By John Flynn, CEO, Open Lending
Following the economic crisis of 2008-09, Leaders Credit Union found itself flush with cash, so the credit union made the strategic decision to push itself toward a 100% loan-to-share ratio, Executive Vice President Spencer Pratt explained. Leaders turned to Open Lending and its partnership with Allegro Lending Suites to help make that happen.
During our Be Your Members’ Hero, Say ‘Yes’ to More Loans webcast with business partner, Allegro Lending Suites and hosted by NACUSO, Leaders shared how it earns a 2.8% spread on indirect loans made through the partnership and converts the 80% of indirect loans that go to new members into multiple-product users at a rate of 30%!
“When we first started exploring starting our own indirect program, we were really just trying to offer our members a convenient option to finance dealership and hopefully retain that relationship,” Pratt said. “We had no clue just how many auto loans were being originated at dealerships or even worse, how many of our own members were choosing financing and surprisingly, the dealer was not choosing to return them to us.”
The credit union was approving loans below a 640 credit score on the direct side, so the concept of near prime was not new, but it was more conservative on the indirect side.
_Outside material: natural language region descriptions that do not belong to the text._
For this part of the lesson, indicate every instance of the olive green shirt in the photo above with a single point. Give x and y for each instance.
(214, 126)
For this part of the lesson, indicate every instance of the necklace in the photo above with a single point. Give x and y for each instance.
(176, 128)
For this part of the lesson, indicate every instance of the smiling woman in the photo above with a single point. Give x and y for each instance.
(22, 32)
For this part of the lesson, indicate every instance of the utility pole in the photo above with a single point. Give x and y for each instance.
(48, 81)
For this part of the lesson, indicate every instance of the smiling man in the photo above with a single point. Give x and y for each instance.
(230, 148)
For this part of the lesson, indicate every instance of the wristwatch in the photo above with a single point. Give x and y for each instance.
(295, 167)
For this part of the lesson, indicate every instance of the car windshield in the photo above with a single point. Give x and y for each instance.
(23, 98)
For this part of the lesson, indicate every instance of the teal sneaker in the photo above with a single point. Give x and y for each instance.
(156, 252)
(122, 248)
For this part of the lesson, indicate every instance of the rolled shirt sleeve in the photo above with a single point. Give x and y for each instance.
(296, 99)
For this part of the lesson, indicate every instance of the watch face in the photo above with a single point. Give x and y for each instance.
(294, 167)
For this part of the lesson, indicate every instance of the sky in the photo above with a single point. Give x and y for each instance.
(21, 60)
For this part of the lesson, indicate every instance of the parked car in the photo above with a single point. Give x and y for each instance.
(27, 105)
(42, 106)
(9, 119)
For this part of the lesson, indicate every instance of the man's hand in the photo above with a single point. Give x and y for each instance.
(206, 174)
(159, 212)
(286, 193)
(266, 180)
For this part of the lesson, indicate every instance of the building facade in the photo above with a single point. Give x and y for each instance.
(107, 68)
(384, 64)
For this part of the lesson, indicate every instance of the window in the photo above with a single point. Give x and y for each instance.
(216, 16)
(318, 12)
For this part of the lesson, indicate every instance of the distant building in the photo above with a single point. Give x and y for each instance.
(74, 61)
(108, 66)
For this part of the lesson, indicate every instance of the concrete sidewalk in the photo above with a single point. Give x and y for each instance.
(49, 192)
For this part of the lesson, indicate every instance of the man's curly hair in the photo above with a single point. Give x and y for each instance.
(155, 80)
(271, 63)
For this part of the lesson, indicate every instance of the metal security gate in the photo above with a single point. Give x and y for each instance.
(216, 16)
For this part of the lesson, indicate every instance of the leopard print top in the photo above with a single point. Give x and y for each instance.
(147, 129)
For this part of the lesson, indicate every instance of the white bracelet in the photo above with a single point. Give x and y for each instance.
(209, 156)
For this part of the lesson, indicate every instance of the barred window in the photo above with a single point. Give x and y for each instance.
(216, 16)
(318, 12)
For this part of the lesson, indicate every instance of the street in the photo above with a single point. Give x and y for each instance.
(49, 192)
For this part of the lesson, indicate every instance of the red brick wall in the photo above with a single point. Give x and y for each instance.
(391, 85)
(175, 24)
However, once they began working with Open Lending and Allegro, those figures jumped tremendously, according to Leaders CU Vice President of Indirect Lending Trent Taylor.
Taylor continued that dealers were happy to be getting more approvals from Leaders, so they received more loans up and down the credit scale, and they particularly appreciate the faster turnaround times as well. Before working with Open Lending and Allegro, decisions on loans to credit-challenged members were taking six to seven minutes; after, it’s six to seven seconds. Also, the faster decisions meant more loans got in front of members and Leaders is saving about 20 hours per month by using the program.
Open Lending Vice President of Channel Partnerships Julie Nielsen followed up during the webcast, “One of the key markers that I appreciated being in the stats you just shared is that you were already getting the applications in this range, and you were approving a lot of them but maybe on conservative terms.
What the Open Lending Lenders Protection program does is helps Leaders to say ‘yes,’ to more of these loans, because the default insurance is part of what makes the program work.”
Open Lending’s program is highly customizable so financial institutions can choose what credit ranges they want to serve, what they want their ROA to be and more. The decision engine takes into account all types of alternative data so that credit unions have a more complete picture of the borrower to make a more competitive loan offer.
“The keys to the Lenders Protection program are really a three-legged stool,” Nielsen said. “One is the underwriting engine, driven by number two, the risk-based pricing model. And finally, the default insurance. She shared the example below during the presentation, demonstrating the payoff for a defaulted loan.
Because Leaders actual retails most of its repossessions rather than selling them at auction, its able to reach in the up 80 percentages, earning more than enough to cover its piece of the loss.
After talking through the parameters a credit union wants to set up, ILT Vice President of Business Development Pete Vehko said, turning it on is just the flip of a switch in Allegro to get started.
Integration is simple, he emphasized, and it allows credit unions to shorten their response time to dealers, enables credit unions to help more members with greater returns and build loyalty with members – truly becoming their hero.
Pratt added that Leaders has been particularly successful in cross selling to this group of members that came in through the indirect channel, “to the point we all had to back up some of the offerings we were giving out in this group. In this credit tier, a lot of these individuals don't have other options or the options they do have are not as good as credit union options. So, when we were talking to them, we found they were very open and receptive to talking about additional products and services.”